Themes are a great way to define custom plots.

+theme()

see ?theme() for more options

ggplot(iris, aes(Sepal.Length, Sepal.Width, color = Species)) +
  geom_point(size = 1.2, shape = 16) +
  facet_wrap( ~ Species) +
  theme(legend.key = element_rect(fill = NA),
  legend.position = "bottom",
  strip.background = element_rect(fill = NA),
  axis.title.y = element_text(angle = 0)) 
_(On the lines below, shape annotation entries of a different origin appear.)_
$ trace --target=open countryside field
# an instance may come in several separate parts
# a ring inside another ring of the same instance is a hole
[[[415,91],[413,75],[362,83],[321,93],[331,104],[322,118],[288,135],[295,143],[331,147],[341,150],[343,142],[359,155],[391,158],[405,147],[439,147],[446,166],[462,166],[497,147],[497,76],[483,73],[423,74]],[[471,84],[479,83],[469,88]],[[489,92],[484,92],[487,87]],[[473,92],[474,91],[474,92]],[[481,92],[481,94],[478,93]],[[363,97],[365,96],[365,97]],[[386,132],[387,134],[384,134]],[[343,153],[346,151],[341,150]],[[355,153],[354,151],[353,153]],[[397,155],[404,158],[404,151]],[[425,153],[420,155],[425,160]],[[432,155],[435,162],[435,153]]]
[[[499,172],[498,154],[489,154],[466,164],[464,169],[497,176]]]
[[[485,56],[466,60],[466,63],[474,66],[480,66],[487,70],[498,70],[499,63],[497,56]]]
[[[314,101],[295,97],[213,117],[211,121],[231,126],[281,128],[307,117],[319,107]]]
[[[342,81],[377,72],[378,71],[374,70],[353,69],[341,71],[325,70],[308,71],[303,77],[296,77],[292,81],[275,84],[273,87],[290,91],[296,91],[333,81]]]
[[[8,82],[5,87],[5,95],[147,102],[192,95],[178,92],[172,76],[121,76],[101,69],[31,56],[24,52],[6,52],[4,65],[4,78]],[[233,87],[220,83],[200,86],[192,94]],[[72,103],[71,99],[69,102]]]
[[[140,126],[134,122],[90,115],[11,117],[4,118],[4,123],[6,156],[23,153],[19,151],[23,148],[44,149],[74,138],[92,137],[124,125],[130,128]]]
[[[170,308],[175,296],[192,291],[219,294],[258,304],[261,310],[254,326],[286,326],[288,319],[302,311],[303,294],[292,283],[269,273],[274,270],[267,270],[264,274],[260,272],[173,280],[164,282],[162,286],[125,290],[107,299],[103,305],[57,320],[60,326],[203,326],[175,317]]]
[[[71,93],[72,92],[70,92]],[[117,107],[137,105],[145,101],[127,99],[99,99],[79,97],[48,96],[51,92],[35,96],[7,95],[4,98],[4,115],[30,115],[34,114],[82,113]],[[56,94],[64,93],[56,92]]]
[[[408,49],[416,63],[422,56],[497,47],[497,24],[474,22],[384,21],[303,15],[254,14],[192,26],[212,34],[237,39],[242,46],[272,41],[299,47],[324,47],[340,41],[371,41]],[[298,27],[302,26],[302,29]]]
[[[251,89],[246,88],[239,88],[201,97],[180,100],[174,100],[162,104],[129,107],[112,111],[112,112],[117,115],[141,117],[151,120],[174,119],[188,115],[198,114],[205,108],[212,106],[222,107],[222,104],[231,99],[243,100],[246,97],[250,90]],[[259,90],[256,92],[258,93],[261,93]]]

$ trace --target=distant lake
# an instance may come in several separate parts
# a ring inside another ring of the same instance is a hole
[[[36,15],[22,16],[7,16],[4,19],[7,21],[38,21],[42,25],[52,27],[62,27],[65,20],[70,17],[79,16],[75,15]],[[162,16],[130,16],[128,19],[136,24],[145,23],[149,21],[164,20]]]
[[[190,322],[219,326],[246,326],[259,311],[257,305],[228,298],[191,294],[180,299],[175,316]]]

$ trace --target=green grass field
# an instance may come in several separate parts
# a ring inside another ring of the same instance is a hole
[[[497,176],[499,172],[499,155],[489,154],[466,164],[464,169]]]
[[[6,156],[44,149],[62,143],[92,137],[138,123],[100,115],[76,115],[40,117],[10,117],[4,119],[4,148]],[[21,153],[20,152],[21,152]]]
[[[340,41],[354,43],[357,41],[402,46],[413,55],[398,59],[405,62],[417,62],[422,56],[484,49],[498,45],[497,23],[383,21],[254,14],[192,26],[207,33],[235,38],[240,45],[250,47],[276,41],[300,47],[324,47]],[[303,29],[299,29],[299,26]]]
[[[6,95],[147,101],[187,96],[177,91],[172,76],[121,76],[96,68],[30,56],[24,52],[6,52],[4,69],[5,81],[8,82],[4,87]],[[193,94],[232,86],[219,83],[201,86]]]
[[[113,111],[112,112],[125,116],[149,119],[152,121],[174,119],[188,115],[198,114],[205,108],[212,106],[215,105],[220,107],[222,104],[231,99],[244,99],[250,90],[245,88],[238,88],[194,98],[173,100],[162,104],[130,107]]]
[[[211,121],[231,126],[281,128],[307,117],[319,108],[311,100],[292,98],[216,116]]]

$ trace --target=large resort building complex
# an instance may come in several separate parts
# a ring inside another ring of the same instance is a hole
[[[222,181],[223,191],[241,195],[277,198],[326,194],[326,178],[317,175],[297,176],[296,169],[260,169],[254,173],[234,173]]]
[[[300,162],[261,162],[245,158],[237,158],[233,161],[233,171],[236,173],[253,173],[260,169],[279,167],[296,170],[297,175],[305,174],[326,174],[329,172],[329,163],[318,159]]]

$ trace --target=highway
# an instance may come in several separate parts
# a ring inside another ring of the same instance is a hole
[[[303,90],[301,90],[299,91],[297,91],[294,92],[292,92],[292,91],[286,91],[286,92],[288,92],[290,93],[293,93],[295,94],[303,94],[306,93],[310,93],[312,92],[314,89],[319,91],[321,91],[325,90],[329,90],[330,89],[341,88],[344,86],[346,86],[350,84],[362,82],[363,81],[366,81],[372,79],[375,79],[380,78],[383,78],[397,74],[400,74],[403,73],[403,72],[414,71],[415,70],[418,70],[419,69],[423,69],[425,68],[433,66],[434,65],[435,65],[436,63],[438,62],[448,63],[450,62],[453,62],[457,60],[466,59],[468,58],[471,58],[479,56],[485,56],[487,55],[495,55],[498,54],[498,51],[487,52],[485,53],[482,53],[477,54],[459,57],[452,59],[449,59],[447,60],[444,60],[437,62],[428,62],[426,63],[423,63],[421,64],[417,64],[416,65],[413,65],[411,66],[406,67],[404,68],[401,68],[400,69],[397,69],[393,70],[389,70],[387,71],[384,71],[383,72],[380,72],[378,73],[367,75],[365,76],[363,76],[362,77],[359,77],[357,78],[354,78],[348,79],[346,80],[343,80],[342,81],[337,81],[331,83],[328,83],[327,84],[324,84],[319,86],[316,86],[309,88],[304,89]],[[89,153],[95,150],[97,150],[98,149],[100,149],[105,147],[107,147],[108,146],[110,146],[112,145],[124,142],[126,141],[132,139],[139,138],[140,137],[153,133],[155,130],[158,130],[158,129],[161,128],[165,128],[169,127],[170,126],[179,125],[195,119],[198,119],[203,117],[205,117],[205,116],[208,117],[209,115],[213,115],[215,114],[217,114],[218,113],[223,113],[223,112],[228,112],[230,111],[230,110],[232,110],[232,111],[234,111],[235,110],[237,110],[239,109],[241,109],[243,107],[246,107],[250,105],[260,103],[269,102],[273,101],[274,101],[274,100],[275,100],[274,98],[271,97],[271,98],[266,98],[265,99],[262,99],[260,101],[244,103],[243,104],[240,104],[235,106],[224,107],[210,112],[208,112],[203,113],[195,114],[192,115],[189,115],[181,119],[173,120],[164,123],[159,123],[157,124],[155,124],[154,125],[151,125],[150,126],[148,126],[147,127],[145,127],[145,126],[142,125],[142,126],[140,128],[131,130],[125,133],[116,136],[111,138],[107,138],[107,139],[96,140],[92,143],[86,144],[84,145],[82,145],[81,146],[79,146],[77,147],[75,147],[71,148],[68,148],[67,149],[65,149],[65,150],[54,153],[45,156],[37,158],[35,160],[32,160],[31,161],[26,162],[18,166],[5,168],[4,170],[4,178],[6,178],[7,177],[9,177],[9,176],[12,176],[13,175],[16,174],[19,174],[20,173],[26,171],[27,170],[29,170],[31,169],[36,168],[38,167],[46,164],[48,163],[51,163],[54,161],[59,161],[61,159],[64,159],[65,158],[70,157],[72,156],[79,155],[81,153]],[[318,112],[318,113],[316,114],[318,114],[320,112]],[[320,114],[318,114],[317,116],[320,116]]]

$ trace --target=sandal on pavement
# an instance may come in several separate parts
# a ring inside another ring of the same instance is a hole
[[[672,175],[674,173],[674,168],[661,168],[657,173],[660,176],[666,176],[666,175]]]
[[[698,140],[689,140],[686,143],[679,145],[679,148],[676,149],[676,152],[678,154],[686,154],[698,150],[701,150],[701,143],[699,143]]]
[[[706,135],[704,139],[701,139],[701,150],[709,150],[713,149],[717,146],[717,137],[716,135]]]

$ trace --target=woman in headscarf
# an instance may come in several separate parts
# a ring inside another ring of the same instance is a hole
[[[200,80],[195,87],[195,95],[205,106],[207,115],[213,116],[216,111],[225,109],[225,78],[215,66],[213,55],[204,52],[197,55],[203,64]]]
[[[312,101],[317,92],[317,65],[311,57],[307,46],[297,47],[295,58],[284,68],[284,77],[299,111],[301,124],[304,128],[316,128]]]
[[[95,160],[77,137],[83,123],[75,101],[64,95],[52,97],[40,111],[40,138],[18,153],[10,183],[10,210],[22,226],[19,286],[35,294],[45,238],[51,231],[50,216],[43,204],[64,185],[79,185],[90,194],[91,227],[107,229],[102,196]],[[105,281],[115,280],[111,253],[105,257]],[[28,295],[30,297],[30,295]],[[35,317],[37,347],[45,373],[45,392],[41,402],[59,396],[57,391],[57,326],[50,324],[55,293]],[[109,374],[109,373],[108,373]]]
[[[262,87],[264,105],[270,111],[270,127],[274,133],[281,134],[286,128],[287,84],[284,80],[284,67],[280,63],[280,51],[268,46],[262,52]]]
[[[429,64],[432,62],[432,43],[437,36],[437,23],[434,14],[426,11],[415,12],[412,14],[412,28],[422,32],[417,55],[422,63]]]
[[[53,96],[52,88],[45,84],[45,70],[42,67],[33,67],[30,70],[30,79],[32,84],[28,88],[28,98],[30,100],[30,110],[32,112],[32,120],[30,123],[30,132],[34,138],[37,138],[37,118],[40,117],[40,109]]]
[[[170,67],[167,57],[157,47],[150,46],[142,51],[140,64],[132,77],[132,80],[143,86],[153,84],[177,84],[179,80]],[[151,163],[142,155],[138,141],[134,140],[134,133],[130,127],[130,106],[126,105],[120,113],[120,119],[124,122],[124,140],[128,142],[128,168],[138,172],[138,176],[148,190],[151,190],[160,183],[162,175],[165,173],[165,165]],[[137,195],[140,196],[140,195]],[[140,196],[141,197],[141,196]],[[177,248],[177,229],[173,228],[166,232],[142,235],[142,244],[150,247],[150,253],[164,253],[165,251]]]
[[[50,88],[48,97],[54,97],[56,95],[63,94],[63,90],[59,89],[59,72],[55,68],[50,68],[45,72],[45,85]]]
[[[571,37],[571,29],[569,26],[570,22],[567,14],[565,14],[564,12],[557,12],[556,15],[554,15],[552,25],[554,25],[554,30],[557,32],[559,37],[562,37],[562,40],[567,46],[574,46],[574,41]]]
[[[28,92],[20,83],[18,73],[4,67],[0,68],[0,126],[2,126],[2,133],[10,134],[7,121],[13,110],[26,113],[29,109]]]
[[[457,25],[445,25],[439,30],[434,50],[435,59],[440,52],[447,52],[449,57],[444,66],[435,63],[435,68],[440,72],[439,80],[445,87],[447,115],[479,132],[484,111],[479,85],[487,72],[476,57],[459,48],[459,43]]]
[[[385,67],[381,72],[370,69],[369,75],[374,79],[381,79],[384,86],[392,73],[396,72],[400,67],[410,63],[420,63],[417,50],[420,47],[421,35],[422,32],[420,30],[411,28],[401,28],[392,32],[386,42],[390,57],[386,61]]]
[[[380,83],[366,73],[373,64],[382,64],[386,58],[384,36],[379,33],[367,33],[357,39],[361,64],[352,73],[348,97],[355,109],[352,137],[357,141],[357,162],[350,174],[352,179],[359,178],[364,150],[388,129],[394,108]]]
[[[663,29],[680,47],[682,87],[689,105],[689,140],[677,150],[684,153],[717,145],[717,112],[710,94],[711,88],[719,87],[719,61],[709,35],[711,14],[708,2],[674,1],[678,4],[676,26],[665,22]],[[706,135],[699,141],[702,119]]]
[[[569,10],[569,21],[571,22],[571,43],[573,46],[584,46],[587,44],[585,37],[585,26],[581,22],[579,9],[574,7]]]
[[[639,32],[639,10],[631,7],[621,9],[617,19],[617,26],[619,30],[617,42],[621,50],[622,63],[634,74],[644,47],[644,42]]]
#install.packages("ggthemes")
library(ggthemes)

Then add one of these themes to your plot

ggplot(iris, aes(Sepal.Length, Sepal.Width, color = Species)) +
  geom_point(size = 1.2, shape = 16) +
  facet_wrap( ~ Species) +
  theme_solarized() +
  theme(legend.key = element_rect(fill = NA),
        legend.position = "bottom",
        strip.background = element_rect(fill = NA),
        axis.title.y = element_text(angle = 0)) 

How to save your plots

ggsave('~/path/to/figure/filename.png')
ggsave(plot1, file = "~/path/to/figure/filename.png")
ggsave(file = "/path/to/figure/filename.png", width = 6,
height =4)
ggsave(file = "/path/to/figure/filename.eps")
ggsave(file = "/path/to/figure/filename.jpg")
ggsave(file = "/path/to/figure/filename.pdf")

Resources:

This is just a taste of what you can do with ggplot2. RStudio provides a really useful cheat sheet of the different layers available, and more extensive documentation is available on the ggplot2 website. Finally, if you have no idea how to change something, a quick Google search will usually send you to a relevant question and answer on Stack Overflow with reusable code to modify!